Burroughs E101 – a weird computer

As a Sophomore at Harvard, in 1956-7, I audited an introductory course on computers. That is where I wrote my first program, for the Univac 1. In this course we studied a number of machines, from punched card tabulating machines to the Univac. The most unusual of these machines was the Burroughs E101.

The E101 was a weird amalgam of manual calculator and computer. It was a desk-sized machine with what looked like an ordinary four-function electromechanical calculator in the center of the desk, and a set of pin boards set into the surface of the desk to the right of the calculator. The machine was programmed by inserting pins into holes on the pin boards. There were 8 pin boards each holding up to 16 instructions, giving a total capacity of only 128 instructions. Each of the 8 pin boards could be invoked manually from the calculator keyboard to perform some calculation, or all 128 instructions could be used for a program to run automatically. The photo shows an operator programming one of the pin boards.

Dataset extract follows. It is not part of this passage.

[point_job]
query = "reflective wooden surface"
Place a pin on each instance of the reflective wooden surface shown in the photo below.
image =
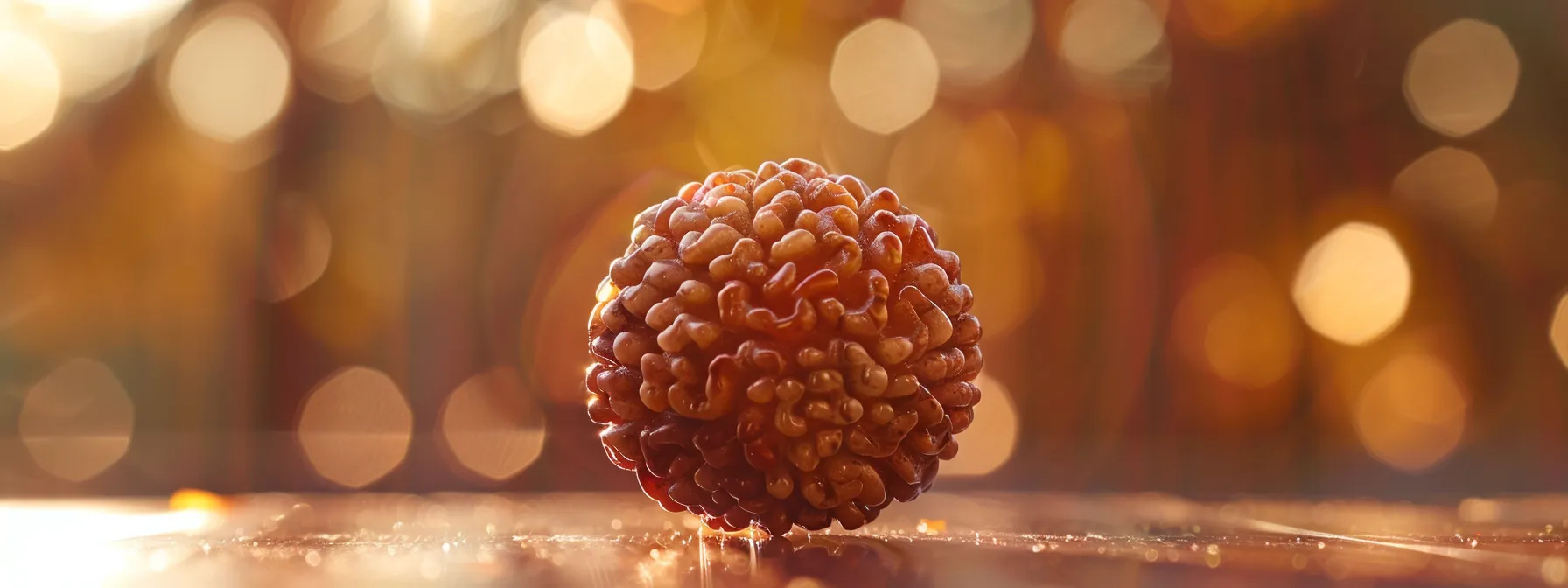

Data memory was a magnetic drum with a capacity of 100 numbers. The instruction set included conditional branching so the machine was Turing-complete.

The E101 was electronic, with 160 vacuum tubes, 1,500 diodes, and about 20 relays. the calculator-like input-output device appears to have been electromechanical. The E101 consumed 3Kw of power.

The E101 was in prototype in 1954, so it probably hit the market in 1955, the year I entered Harvard as a Freshman. It cost $32,500, which is $285,000 in today’s money, much less than a real computer cost then. It was slow. It could do 20 additions or 4 multiplications per second, and could print two words of 12 digits each per second.

The E101 was not a success commercially. Why am I not surprised?